Wir schreiben das Jahr 2058

Dominik Toretto, mittlerweile im Altersheim, bekommt einen Anruf von seinem Enkel der ein CIA Agent ist.

Ein ganz böser, böser, Bösewicht will die Sonne in die Luft sprengen. Extra dafür hat er eine spezielle Rakete gebaut. Mit Ultra-Anti-Hitze-Beschichtung.  

Dom trommelt seine alte (alt... hahaha...) Truppe zusammen. Von der CIA ausgestattet mit zur Raumschiffen umgebauten Fahrzeugen, darunter ein Nissan Skyline GT-R R34, mal wieder, und extra für Dom eine Cobra Shelby 427 S/C, machen sie Jagd auf die bösen, bösen, Bösewichter. 

Das brennende Finale. Die Jagd gegen die Zeit auf der Oberfläche der Sonne.
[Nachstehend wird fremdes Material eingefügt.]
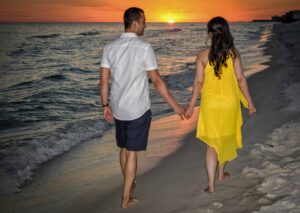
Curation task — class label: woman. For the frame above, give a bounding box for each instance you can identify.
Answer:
[185,17,256,193]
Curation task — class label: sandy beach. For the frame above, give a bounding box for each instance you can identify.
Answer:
[1,21,300,213]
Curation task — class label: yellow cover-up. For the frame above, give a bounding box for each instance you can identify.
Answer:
[196,56,248,166]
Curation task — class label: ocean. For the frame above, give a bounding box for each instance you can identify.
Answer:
[0,22,273,195]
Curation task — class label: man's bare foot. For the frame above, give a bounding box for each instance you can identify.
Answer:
[204,186,214,193]
[121,197,140,209]
[130,180,136,200]
[121,180,138,209]
[218,172,230,181]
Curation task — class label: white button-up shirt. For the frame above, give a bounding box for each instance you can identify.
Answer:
[101,32,158,120]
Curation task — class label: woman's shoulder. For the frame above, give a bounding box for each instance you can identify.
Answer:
[230,48,241,57]
[230,48,241,64]
[196,48,209,62]
[197,48,210,57]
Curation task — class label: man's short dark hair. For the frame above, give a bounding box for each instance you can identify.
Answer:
[124,7,144,29]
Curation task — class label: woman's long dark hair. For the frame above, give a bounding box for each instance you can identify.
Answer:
[207,17,236,79]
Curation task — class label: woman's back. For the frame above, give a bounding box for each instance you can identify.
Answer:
[201,51,248,108]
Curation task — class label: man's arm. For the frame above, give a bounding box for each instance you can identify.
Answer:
[100,67,114,123]
[148,69,185,119]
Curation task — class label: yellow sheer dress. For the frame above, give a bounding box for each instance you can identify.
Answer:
[196,56,248,166]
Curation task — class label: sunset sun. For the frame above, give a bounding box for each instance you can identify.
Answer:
[168,19,175,24]
[160,11,180,23]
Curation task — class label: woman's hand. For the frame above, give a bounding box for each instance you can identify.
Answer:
[185,105,194,120]
[248,104,256,116]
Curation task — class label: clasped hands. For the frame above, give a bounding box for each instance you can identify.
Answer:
[174,104,194,120]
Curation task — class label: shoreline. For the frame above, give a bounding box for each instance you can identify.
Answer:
[0,22,273,197]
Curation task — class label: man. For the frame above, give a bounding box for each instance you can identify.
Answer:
[100,7,185,208]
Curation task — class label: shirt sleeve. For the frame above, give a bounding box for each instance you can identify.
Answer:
[144,45,158,71]
[100,46,111,68]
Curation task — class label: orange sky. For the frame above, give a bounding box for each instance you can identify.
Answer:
[0,0,299,22]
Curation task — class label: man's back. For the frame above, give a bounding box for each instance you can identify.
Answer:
[101,32,157,120]
[99,7,185,209]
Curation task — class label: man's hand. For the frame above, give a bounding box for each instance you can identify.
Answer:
[185,106,194,120]
[174,104,186,120]
[103,107,114,124]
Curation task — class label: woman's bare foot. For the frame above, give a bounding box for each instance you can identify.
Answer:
[121,197,140,209]
[218,171,230,181]
[204,186,214,193]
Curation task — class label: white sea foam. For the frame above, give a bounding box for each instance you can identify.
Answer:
[242,121,300,212]
[0,119,110,195]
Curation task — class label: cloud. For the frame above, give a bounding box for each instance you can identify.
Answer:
[53,0,110,8]
[250,7,273,11]
[0,0,111,8]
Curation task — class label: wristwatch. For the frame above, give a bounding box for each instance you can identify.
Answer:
[102,103,109,107]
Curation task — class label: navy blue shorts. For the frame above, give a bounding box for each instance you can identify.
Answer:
[114,110,152,151]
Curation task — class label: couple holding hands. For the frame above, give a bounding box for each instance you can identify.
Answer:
[100,7,256,208]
Wird Dom es schaffen die Rakete zu entschärfen bevor die Sonne explodiert und die Galaxie gleich mit?
Wird sich Amerika von der 40 Jährigen Diktatur des Donalds erholen?
Wird AlBundy seinen Comeback feiern?

Bleiben sie dran, im Dezember 2058 erfahren sie es!


----------



## Zaepfle (10. März 2017)

Viel Bum Bum und Brum Brum

Frauen Autos und Explosionen das Klischee was Männer wollen ^^


----------



## huenni87 (10. März 2017)

Ich kann mich noch erinnern wie damals Triple X gehatet wurde wegen der total übertriebenen Action. Was wurde sich da aufgeregt.


----------



## JBT (10. März 2017)

Ja, so fahre ich auch jeden Tag  Haha is klar, dann wissen wir ja alle was passert, wenn die selbstfahrenden Autos auf den Markt kommen. Schade, dass die Filme jetzt eher eine Mischung aus James Bond und Transformers ist, anstatt sich treu zu bleiben . Finde den Kommentar von NUUUB ziemlich passend.


----------



## Phone (10. März 2017)

JBT schrieb:


> Ja, so fahre ich auch jeden Tag  Haha is klar, dann wissen wir ja alle was passert, wenn die selbstfahrenden Autos auf den Markt kommen. Schade, dass die Filme jetzt eher eine Mischung aus James Bond und Transformers ist, anstatt sich treu zu bleiben . Finde den Kommentar von NUUUB ziemlich passend.



Sich treu bleiben?
Das hörte schon mit dem zweiten Teil auf...


----------



## RedDragon20 (10. März 2017)

Ich bin ja gespannt auf den Film. Wird sicher wieder n geiler Actionfilm. Aber danach sollte echt Schluss sein. 8 Teile genügen.


----------



## huenni87 (10. März 2017)

Einen neunten wird es auf alle Fälle geben. Es wurde schon vor dem siebten festgelegt das es bis Teil 9 geht.


----------



## Phone (10. März 2017)

huenni87 schrieb:


> Einen neunten wird es auf alle Fälle geben. Es wurde schon vor dem siebten festgelegt das es bis Teil 9 geht.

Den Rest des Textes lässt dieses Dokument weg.